At right is the countdown that my 7-year-old daughter has been keeping for the past 27 days. It is a countdown to her nirvana: the beginning of 2nd grade. But for my 5th grade son, it is a countdown to impending doom: the end of summer’s freedom.
I am writing to you with the hope that my 2nd grade daughter will win this school debate—and that all my kids will love learning, even if they won’t all admit it.
As a parent and a teacher, I ask you to do three things this year. (And just so I don’t seem like I only care about my own children, I want you to know I’ll be sharing the same advice with the 33 student-teachers I will have in class tonight. They, too, have their first day with students tomorrow.)
Start with the last day of school in mind.
On June 4, 2014, how will my kids have become better versions of themselves because of the hours you will have spent together? How will they have grown as students and human beings? Who will they be, test scores aside? What will they tell me about their year with you? What will you tell me about their year with you?
I want to know what you hope for my kids, and I need you to want to know what I hope as well, so we can work together.
(For the record, I hope my kindergartner will sound like her older sister when she explains she didn’t hear the fire alarm because she was under “the reading spell.” Or like my son when he tells me more facts about the mako shark than any one mind should be able to hold.)
Make my kids work hard.
One of the reasons my 2nd grader loves school is that she has to work hard there every day.
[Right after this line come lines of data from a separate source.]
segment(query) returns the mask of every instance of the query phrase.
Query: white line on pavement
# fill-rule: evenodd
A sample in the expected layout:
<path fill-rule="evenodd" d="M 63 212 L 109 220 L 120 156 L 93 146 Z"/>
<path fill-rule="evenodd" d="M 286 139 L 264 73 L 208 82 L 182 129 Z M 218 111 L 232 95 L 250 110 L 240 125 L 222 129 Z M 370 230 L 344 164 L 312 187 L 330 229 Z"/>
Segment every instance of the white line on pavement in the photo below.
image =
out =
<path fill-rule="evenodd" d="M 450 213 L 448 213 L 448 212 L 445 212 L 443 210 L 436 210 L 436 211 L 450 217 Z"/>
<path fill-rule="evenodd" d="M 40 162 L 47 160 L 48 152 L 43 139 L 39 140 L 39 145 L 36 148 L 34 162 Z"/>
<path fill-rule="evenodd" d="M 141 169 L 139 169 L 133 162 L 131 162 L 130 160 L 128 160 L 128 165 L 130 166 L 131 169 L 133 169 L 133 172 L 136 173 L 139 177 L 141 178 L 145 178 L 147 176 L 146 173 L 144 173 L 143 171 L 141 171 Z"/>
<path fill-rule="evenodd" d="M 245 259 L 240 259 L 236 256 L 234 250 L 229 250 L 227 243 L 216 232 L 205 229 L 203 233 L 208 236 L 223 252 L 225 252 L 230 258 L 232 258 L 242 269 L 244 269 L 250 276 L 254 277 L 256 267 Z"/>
When it comes to my preferences about my kids’ learning, memorization and handwriting are not at the top of the list. I want my kids to learn how to work: to move from frustration to well-earned understanding, to struggle and persevere.
In order for that to happen, my kids need a safe environment facilitated by expert teachers. They need plenty of opportunities to fail, learn from that failure, and try again.
That expert teacher must also be willing to fail. After all, no one grows as an expert without risking failure or taking on new challenges. (I hope that my daughter’s kindergarten teacher will be encouraged by having witnessed my mistakes when she was my student.)
I love it when I hear my son complaining about his reading teacher with comments like, “She always makes us write about everything. It is reading, and all we do is write.” In my eyes, this is high praise from a 10-year-old boy.
Love my kids.
This may sound trite and cliché, but isn’t this what every parent wants? Love them in spite of their shortcomings, bad handwriting, and their maddening refusal to add supporting details to expository essays. Love them in spite of their crazy parents.
Keep pushing them, and don’t give up. While my son is a self-avowed school hater, I’ve witnessed his end-of-year tears after goodbyes to teachers.
Finally, thanks for all you do.
You have a daunting task, a tremendous responsibility, and an unbelievable opportunity to shape and mold our children—my kids and a lot of other people’s too.